To give a concrete example, from Iraq not Afghanistan, on 31 March 2003 gunmen ambushed four American contractors outside Fallujah, a city to the west of Baghdad, beat them to death, burned their bodies and hung them from a bridge over the river Euphrates while jeering crowds danced in celebration. Footage of all this was beamed round the world. Bush was horrified and vowed revenge. He ordered the US Army to go into the city to seize the ‘bad guys’.

This ridiculously impossible task of course led to all-out war with the insurgents and the First Battle of Fallujah. All round the world were beamed footage of houses being destroyed, terrified civilians being rounded up, and thousands of refugees fleeing the city as the civilian casualties grew into the hundreds. All round the Arab world young men decided they had to go to Iraq to fight these genocidal invaders.

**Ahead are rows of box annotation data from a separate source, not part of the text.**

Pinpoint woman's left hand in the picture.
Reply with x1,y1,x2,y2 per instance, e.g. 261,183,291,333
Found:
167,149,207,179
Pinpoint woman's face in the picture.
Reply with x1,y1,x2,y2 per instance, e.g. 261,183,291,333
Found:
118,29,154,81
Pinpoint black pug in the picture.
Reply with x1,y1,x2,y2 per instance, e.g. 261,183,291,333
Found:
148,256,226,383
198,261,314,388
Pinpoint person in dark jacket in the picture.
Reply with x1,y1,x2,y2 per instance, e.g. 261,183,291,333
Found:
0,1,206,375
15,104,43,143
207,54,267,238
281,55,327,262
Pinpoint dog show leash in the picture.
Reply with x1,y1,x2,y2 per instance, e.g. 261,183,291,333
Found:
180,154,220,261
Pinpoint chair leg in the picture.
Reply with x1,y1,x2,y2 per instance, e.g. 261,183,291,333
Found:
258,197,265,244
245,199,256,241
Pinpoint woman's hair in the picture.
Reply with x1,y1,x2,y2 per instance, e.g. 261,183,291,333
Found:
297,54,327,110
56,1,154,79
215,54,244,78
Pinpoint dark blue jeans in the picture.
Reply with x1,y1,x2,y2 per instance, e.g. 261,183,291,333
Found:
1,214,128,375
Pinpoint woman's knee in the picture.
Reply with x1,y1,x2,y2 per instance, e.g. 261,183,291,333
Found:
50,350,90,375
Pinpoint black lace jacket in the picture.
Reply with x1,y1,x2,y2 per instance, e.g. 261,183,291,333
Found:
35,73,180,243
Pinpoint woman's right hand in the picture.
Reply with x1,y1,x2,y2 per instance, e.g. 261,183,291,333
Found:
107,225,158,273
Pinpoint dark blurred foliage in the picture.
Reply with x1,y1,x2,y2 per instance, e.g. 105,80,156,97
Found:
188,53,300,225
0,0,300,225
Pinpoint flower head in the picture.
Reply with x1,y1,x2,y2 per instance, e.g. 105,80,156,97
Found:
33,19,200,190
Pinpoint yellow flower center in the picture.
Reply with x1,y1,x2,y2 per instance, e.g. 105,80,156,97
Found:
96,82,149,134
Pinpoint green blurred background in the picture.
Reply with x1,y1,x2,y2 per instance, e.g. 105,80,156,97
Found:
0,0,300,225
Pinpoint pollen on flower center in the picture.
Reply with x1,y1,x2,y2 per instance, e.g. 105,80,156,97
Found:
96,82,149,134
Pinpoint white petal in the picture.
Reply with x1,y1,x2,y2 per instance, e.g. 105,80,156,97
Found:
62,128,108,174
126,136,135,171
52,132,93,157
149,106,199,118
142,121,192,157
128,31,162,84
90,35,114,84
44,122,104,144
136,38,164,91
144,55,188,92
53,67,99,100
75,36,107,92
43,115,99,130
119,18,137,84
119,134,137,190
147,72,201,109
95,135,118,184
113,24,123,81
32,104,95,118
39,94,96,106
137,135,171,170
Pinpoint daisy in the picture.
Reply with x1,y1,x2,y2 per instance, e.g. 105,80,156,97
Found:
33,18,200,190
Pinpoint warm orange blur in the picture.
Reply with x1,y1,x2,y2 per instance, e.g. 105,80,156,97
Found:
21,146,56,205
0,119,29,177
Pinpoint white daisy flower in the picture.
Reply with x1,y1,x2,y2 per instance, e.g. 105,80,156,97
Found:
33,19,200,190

Fairweather quotes part of the Bush speech on the original atrocity where Bush says: ‘the American people want to know that we’re going after the bad guys’ (p.111).

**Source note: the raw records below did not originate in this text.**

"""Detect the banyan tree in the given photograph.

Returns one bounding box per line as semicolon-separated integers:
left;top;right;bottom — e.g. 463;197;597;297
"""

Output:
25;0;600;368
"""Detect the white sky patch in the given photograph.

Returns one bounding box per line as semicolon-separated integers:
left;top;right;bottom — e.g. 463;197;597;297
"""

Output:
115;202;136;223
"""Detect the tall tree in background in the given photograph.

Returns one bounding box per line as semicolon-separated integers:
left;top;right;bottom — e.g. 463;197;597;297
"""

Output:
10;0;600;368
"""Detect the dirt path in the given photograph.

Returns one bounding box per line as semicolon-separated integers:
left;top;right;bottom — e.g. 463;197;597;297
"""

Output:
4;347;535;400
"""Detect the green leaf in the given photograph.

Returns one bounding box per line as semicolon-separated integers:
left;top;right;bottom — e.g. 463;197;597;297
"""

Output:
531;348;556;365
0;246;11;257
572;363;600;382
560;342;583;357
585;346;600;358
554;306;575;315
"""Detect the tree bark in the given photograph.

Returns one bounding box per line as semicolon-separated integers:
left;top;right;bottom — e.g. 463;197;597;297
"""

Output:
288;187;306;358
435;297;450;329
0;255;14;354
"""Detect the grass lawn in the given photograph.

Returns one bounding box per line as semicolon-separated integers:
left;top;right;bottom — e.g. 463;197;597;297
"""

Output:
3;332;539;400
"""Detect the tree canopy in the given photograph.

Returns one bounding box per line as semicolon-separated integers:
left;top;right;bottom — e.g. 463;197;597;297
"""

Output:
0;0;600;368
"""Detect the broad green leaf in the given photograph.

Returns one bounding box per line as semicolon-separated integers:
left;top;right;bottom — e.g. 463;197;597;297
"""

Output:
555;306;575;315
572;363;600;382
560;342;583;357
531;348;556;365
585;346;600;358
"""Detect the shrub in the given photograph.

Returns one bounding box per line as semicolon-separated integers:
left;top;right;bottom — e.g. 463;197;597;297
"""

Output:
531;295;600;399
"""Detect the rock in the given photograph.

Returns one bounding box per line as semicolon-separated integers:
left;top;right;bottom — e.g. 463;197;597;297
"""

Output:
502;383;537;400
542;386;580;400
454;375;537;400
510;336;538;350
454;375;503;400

The simple-minded dichotomies, the binary polarities of a thousand Hollywood movies, which divide people up into the Good Guys (John Wayne, Bruce Willis) and the Bad Guys (wearing black hats), governed US policy throughout the twentieth century. This worked fine when there really were unambiguously Bad Guys, like the Nazis, but not so well in societies riven with complex ethnic, religious, social and political divides, such as Vietnam or Iraq.

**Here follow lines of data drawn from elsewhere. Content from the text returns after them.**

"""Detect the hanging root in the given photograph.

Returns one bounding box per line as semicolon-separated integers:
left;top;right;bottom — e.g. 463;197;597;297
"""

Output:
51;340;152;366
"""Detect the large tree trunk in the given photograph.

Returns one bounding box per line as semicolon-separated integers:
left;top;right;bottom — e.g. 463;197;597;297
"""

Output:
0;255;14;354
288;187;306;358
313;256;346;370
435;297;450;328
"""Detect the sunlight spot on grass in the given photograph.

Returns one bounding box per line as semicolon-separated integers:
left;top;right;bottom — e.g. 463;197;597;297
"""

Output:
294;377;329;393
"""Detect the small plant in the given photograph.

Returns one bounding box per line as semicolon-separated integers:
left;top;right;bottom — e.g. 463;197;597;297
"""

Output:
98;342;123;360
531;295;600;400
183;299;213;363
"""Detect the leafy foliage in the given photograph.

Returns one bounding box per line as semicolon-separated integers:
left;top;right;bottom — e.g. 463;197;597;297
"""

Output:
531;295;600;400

Back in Fallujah, inevitably, in order to bring the ‘murderers to justice’, many times more US troops were killed and injured than the original 4 contractors. In the end 37 US troops were killed and over 600 Iraqi civilians. The city was devastated. Thousands fled. America suffered a huge PR disaster across the Arab world. Not only this but it imperilled US policy at the highest level when the entire Sunni membership of the provisional Iraqi government threatened to quit.

Lastly and with thumping inevitability, the supposed murderers of the contractors were never found. So was this a wise decision, balancing tactical kneejerk response in the broader framework of strategic requirements? No. It was a crass, dumb and counter-productive move.

So, back to films. All this explains why, when I read the inevitable comparisons the Paras make to firefights and situations to movies, it triggers the thought process outlined above and makes me realise how deep the baleful, immoral and misleading influence of simple-minded movie narratives extend into both American and British military thinking and policy making, with disastrous results.

  • ‘It was like a case of duelling mortars, like you imagine gunslingers in the Wild West. You stand at one end of the street and you go for your guns and the first one who hits the other guy wins.’ (Captain Nick French, p.98)
  • The dilemma of the citizens of Sangin was close to the plight of Wild West settlers threatened by marauding outlaws, as seen in many an old cowboy movie. Like the peace-loving townsfolk of the Wild West Sangin residents hated the intimidation and extortion imposed on them by the bad guys. (p.115)
  • ‘It was like the gunfight at the OK Corral. There were rounds whizzing by us. (Corporal Stuart Giles, p.209)
  • ‘The bass throb of the .50-cals put heart into the men in the ditches.’ C Company’s sergeant Major told Mackenzie afterwards that ‘when they heard us firing, they felt their whole morale lift – it was like something out of Star Wars.’ (C Company’s sergeant major, p.104)
  • Before the convoy arrived the American quick reaction force that had arrived from the forward to rescue their comrades conducted a ‘clearance by fire’ – drenching the area with heavy machine guns and grenades from rapid-fire Mark 19 launchers. ‘It was like a scene from Apocalypse Now,’ said [Major Nick] Wight-Boycott. ‘The green zone just erupted in flames.’ (p.155)

Thus the simplistic tropes of Hollywood movies influenced Allied thinking from the highest strategic level (President Bush) down to the lowest tactical level (Paras on the ground). Not an influence for detached rational thought but for gung-ho mindless aggression, not an influence for the better understanding of the highly complex societies we were invading, but encouraging the tendency to reduce entire societies down to the simplistic binary of good guys and bad guys. With disastrous results.